In particular, the plasma levels of anelloviruses increase in response to drug therapy. The levels of those viruses, Quake and his colleagues suggested, could be used to gauge patients' immunocompetence and possibly stratify potential transplant rejecters from non-rejecters.

To describe virome changes during the course of immunosuppressant and antiviral therapy, the researchers collected some 656 plasma samples from 96 solid-organ transplant recipients over time.

The patients in the cohort were treated according to a standard protocol — typically a tacrolimus-based regimen for the adults — and received high doses of the drugs initially and then lower doses of the drugs as the risk of rejection and infection declined. The 24 pediatric patients were treated with a cyclosporine-based regimen, and were only given antivirals if they tested positive for CMV.

Quake and his colleagues isolated cell-free DNA from the patients' plasma samples and sequenced it on the Illumina HiSeq platform.

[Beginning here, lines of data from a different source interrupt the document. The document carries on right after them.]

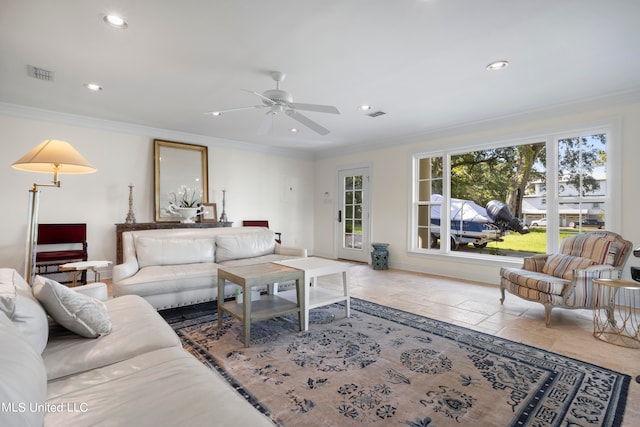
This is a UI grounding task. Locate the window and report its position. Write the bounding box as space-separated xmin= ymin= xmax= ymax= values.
xmin=410 ymin=127 xmax=619 ymax=257
xmin=415 ymin=157 xmax=443 ymax=249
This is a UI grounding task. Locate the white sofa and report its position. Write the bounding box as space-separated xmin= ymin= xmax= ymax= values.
xmin=112 ymin=227 xmax=307 ymax=310
xmin=0 ymin=268 xmax=273 ymax=427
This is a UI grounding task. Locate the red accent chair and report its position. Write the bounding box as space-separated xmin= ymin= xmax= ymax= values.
xmin=35 ymin=224 xmax=89 ymax=284
xmin=242 ymin=219 xmax=282 ymax=244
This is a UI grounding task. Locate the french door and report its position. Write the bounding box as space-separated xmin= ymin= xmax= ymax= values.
xmin=337 ymin=167 xmax=371 ymax=262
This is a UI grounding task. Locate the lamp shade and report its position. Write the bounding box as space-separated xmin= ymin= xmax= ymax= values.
xmin=11 ymin=139 xmax=96 ymax=174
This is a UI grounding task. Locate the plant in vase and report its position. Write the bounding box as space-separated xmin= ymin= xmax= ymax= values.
xmin=169 ymin=185 xmax=202 ymax=223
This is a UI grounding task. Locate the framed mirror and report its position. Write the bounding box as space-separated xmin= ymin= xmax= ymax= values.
xmin=153 ymin=139 xmax=209 ymax=222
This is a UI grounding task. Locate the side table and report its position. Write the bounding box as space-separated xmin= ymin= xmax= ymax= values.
xmin=218 ymin=263 xmax=305 ymax=347
xmin=593 ymin=279 xmax=640 ymax=348
xmin=276 ymin=257 xmax=351 ymax=331
xmin=60 ymin=261 xmax=111 ymax=288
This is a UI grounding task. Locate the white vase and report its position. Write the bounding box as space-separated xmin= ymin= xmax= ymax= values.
xmin=169 ymin=205 xmax=202 ymax=224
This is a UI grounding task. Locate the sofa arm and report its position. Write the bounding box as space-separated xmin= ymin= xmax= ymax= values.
xmin=522 ymin=254 xmax=549 ymax=272
xmin=274 ymin=243 xmax=307 ymax=258
xmin=112 ymin=259 xmax=140 ymax=283
xmin=71 ymin=282 xmax=109 ymax=301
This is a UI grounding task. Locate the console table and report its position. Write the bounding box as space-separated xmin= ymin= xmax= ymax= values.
xmin=116 ymin=221 xmax=233 ymax=264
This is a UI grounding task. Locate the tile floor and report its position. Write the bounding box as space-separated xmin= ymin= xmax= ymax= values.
xmin=319 ymin=265 xmax=640 ymax=427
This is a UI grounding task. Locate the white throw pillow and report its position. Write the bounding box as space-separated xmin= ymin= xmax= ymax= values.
xmin=0 ymin=270 xmax=49 ymax=354
xmin=33 ymin=276 xmax=111 ymax=338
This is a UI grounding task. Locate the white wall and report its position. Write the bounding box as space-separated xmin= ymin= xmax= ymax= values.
xmin=0 ymin=112 xmax=314 ymax=277
xmin=314 ymin=95 xmax=640 ymax=284
xmin=0 ymin=97 xmax=640 ymax=283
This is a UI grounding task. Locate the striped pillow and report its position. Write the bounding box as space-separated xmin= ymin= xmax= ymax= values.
xmin=542 ymin=254 xmax=596 ymax=280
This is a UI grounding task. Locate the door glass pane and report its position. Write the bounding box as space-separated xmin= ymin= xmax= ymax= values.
xmin=343 ymin=175 xmax=362 ymax=249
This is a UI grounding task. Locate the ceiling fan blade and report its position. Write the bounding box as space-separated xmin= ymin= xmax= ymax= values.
xmin=258 ymin=111 xmax=274 ymax=135
xmin=289 ymin=102 xmax=340 ymax=114
xmin=287 ymin=110 xmax=329 ymax=135
xmin=242 ymin=89 xmax=275 ymax=105
xmin=204 ymin=105 xmax=266 ymax=116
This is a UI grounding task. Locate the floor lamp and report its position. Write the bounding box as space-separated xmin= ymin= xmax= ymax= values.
xmin=11 ymin=139 xmax=96 ymax=284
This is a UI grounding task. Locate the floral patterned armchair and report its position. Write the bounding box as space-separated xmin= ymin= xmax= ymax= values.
xmin=500 ymin=231 xmax=632 ymax=327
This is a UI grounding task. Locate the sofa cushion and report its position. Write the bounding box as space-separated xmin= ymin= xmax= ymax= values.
xmin=500 ymin=267 xmax=571 ymax=295
xmin=560 ymin=236 xmax=618 ymax=265
xmin=542 ymin=254 xmax=596 ymax=280
xmin=0 ymin=268 xmax=49 ymax=354
xmin=216 ymin=230 xmax=276 ymax=263
xmin=45 ymin=347 xmax=274 ymax=427
xmin=0 ymin=312 xmax=47 ymax=427
xmin=33 ymin=276 xmax=111 ymax=338
xmin=135 ymin=236 xmax=215 ymax=268
xmin=42 ymin=295 xmax=180 ymax=382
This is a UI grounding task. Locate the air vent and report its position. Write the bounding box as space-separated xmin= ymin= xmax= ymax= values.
xmin=367 ymin=110 xmax=387 ymax=117
xmin=27 ymin=65 xmax=56 ymax=82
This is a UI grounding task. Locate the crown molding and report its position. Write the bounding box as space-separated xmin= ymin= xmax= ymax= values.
xmin=0 ymin=102 xmax=313 ymax=160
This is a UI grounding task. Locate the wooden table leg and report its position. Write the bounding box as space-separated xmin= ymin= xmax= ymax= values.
xmin=218 ymin=275 xmax=226 ymax=329
xmin=296 ymin=276 xmax=309 ymax=331
xmin=242 ymin=285 xmax=251 ymax=347
xmin=342 ymin=267 xmax=351 ymax=317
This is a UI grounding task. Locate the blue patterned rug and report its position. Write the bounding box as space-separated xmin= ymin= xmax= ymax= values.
xmin=165 ymin=298 xmax=630 ymax=427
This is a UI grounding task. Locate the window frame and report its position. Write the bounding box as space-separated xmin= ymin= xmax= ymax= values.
xmin=407 ymin=119 xmax=622 ymax=260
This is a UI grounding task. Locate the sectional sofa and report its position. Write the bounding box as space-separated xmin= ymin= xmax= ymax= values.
xmin=112 ymin=227 xmax=307 ymax=310
xmin=0 ymin=268 xmax=273 ymax=427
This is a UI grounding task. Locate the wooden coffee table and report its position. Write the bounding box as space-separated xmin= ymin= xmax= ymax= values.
xmin=218 ymin=263 xmax=306 ymax=347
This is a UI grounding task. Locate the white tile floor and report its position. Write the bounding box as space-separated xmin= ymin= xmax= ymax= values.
xmin=319 ymin=264 xmax=640 ymax=427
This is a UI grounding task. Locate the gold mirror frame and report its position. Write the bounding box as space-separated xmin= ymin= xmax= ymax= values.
xmin=153 ymin=139 xmax=209 ymax=222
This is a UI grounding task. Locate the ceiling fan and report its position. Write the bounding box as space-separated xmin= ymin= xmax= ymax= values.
xmin=206 ymin=71 xmax=340 ymax=135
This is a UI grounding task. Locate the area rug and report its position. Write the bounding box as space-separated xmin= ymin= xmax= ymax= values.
xmin=168 ymin=298 xmax=630 ymax=427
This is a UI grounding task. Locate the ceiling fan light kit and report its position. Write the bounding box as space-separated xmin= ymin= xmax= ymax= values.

To narrow in on the portion derived from the microbiome, the researchers mapped the non-human reads using Blast to a database of 1,401 viral, 1,980 bacterial, and 32 fungal genomes. About 2 percent of the reads were non-human.

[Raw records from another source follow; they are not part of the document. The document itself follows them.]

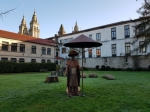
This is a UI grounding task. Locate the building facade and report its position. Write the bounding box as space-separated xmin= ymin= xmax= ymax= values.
xmin=48 ymin=19 xmax=150 ymax=68
xmin=18 ymin=11 xmax=40 ymax=38
xmin=0 ymin=30 xmax=55 ymax=63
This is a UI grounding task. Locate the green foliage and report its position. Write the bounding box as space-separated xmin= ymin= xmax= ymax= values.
xmin=83 ymin=67 xmax=89 ymax=71
xmin=95 ymin=65 xmax=99 ymax=70
xmin=105 ymin=66 xmax=110 ymax=70
xmin=0 ymin=61 xmax=56 ymax=73
xmin=101 ymin=65 xmax=105 ymax=70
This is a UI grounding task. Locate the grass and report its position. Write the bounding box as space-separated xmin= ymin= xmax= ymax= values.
xmin=0 ymin=71 xmax=150 ymax=112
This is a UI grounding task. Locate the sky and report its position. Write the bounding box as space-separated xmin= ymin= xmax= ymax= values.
xmin=0 ymin=0 xmax=143 ymax=39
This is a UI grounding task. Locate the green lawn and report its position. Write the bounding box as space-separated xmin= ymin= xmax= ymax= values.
xmin=0 ymin=71 xmax=150 ymax=112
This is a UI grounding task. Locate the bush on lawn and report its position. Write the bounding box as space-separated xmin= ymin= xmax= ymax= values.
xmin=0 ymin=61 xmax=56 ymax=73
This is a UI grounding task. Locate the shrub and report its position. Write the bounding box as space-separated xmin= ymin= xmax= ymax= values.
xmin=101 ymin=65 xmax=105 ymax=70
xmin=0 ymin=61 xmax=56 ymax=73
xmin=95 ymin=65 xmax=99 ymax=70
xmin=105 ymin=66 xmax=110 ymax=70
xmin=126 ymin=68 xmax=133 ymax=71
xmin=110 ymin=67 xmax=116 ymax=71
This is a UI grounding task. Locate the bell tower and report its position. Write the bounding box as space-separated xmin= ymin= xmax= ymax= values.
xmin=58 ymin=24 xmax=66 ymax=35
xmin=72 ymin=21 xmax=79 ymax=33
xmin=18 ymin=15 xmax=29 ymax=35
xmin=29 ymin=10 xmax=40 ymax=38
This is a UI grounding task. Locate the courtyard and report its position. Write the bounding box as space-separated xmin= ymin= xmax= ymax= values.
xmin=0 ymin=71 xmax=150 ymax=112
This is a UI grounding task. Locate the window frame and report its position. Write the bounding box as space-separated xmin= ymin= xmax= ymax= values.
xmin=111 ymin=44 xmax=117 ymax=57
xmin=124 ymin=25 xmax=130 ymax=38
xmin=61 ymin=47 xmax=67 ymax=54
xmin=111 ymin=27 xmax=117 ymax=40
xmin=31 ymin=46 xmax=36 ymax=54
xmin=11 ymin=43 xmax=17 ymax=52
xmin=125 ymin=42 xmax=131 ymax=56
xmin=42 ymin=47 xmax=46 ymax=55
xmin=19 ymin=58 xmax=25 ymax=63
xmin=88 ymin=49 xmax=92 ymax=58
xmin=96 ymin=33 xmax=101 ymax=41
xmin=2 ymin=41 xmax=9 ymax=51
xmin=19 ymin=44 xmax=25 ymax=53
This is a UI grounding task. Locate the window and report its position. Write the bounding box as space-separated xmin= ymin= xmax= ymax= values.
xmin=47 ymin=60 xmax=51 ymax=63
xmin=124 ymin=25 xmax=130 ymax=38
xmin=20 ymin=44 xmax=25 ymax=52
xmin=111 ymin=44 xmax=117 ymax=56
xmin=125 ymin=43 xmax=130 ymax=55
xmin=139 ymin=26 xmax=145 ymax=35
xmin=41 ymin=59 xmax=45 ymax=63
xmin=81 ymin=48 xmax=85 ymax=58
xmin=139 ymin=41 xmax=146 ymax=53
xmin=31 ymin=46 xmax=36 ymax=54
xmin=84 ymin=58 xmax=86 ymax=63
xmin=69 ymin=37 xmax=73 ymax=41
xmin=88 ymin=49 xmax=92 ymax=58
xmin=42 ymin=47 xmax=46 ymax=54
xmin=96 ymin=33 xmax=101 ymax=41
xmin=60 ymin=39 xmax=63 ymax=44
xmin=62 ymin=48 xmax=66 ymax=54
xmin=89 ymin=34 xmax=92 ymax=39
xmin=96 ymin=48 xmax=101 ymax=57
xmin=19 ymin=58 xmax=24 ymax=63
xmin=11 ymin=58 xmax=17 ymax=62
xmin=1 ymin=58 xmax=8 ymax=61
xmin=64 ymin=39 xmax=69 ymax=44
xmin=31 ymin=59 xmax=36 ymax=63
xmin=125 ymin=57 xmax=128 ymax=63
xmin=111 ymin=27 xmax=116 ymax=39
xmin=11 ymin=43 xmax=17 ymax=52
xmin=2 ymin=41 xmax=9 ymax=51
xmin=47 ymin=48 xmax=51 ymax=55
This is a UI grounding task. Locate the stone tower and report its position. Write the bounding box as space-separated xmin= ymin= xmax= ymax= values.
xmin=18 ymin=15 xmax=29 ymax=35
xmin=72 ymin=21 xmax=79 ymax=33
xmin=58 ymin=24 xmax=66 ymax=35
xmin=29 ymin=10 xmax=40 ymax=38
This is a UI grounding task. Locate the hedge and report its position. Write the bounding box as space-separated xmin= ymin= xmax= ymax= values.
xmin=0 ymin=61 xmax=56 ymax=73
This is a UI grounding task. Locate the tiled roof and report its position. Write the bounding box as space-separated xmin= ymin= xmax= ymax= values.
xmin=47 ymin=16 xmax=150 ymax=40
xmin=0 ymin=30 xmax=55 ymax=46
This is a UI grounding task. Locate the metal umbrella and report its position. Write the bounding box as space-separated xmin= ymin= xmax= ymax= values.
xmin=64 ymin=34 xmax=102 ymax=96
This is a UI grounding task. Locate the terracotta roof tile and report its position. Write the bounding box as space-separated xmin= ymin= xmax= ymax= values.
xmin=0 ymin=30 xmax=55 ymax=46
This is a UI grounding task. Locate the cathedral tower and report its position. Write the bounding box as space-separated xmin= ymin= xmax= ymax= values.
xmin=29 ymin=10 xmax=40 ymax=38
xmin=58 ymin=24 xmax=66 ymax=35
xmin=18 ymin=15 xmax=29 ymax=35
xmin=72 ymin=21 xmax=79 ymax=33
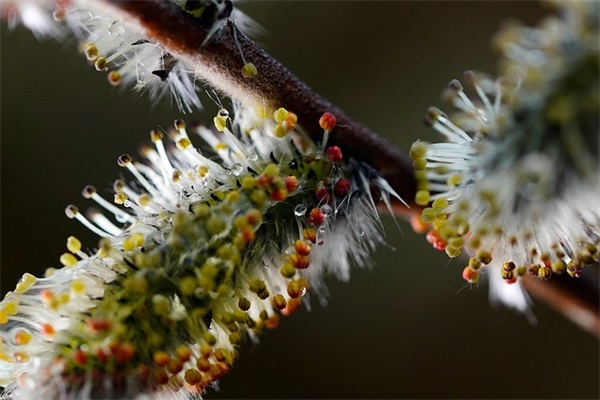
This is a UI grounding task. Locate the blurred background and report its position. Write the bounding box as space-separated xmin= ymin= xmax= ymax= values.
xmin=0 ymin=1 xmax=600 ymax=398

Using GRAMMy, a maximum-likelihood estimation-based tool that draws on Blast sequence similarity data, the researchers examined the relative abundance of species and found that viruses were more abundant than bacteria and fungi, and that single-stranded DNA viruses were more common than double-stranded DNA viruses. Indeed, one family, the Anelliviridae, accounted for nearly 70 percent of the population.

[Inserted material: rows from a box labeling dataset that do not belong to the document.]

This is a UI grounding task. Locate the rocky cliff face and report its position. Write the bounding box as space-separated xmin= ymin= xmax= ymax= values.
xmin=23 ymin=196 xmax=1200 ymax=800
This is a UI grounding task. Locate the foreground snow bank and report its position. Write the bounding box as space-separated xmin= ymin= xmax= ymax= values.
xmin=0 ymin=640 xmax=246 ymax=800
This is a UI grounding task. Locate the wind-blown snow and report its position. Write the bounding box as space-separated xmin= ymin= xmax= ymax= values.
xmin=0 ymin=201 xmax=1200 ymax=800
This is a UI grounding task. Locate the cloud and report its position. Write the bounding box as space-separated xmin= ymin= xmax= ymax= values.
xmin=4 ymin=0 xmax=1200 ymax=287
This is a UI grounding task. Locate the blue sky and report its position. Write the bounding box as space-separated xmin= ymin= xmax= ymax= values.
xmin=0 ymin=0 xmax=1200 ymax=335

Focusing on the 47 adult patients treated with the immunosuppressant tacrolimus, the researchers found that the dose of the drug affected microbiome composition — though just the virome portion.

In particular, when the patients received a high dose of the immunosuppressant and antivirals, the virome was dominated by anelloviridae. Lower doses of the drugs were linked to higher levels of herpesvirales and caudovirales.

This, the researchers noted, is "not surprising" as the antiviral valganciclovir is meant to control CMV infections, and CMV is a herpes virus.

They also compared transplant patients' viromes to the viromes of nine healthy individuals. The patients' viromes resembled those of the healthy patients during minimal drug exposure. The high-drug exposure samples, the researchers found, are distinct from both those from healthy individuals and the low-drug exposure samples.

"[We] find that the composition of the virome for patients that are subject to the same drug therapy converges to a similar state," Quake and his colleagues said.

Then, as the patients were taken off high doses of the drugs, the researchers observed the opposite effects: the levels of anelloviridae fell and herpesvirale and caudovirale levels rose.

The levels of annellovirus in the plasma, the researchers noted, appeared to correlate with immunocompetence and graft rejection episodes.

They compared time-normalized anellovirus load for non-rejecting patients to those from patients suffering a mild rejection event and those undergoing a severe rejection event, as determined through biopsies. From this, they found that time-normalized loads of annellovirus were significantly lower for patients with higher rejection risks.

"The observation of a lower-than-average burden of anelloviruses in patients that suffer from a rejection episode is indicative of insufficient immunosuppression in this subgroup of patients, even though these patients were subject to the immunosuppressant levels prescribed per protocol," Quake and his colleagues said.

They added that "there would be value" in developing an assay that measures immunocompetence, and suggested that anellovirus burden could be a marker of such immunocompetence.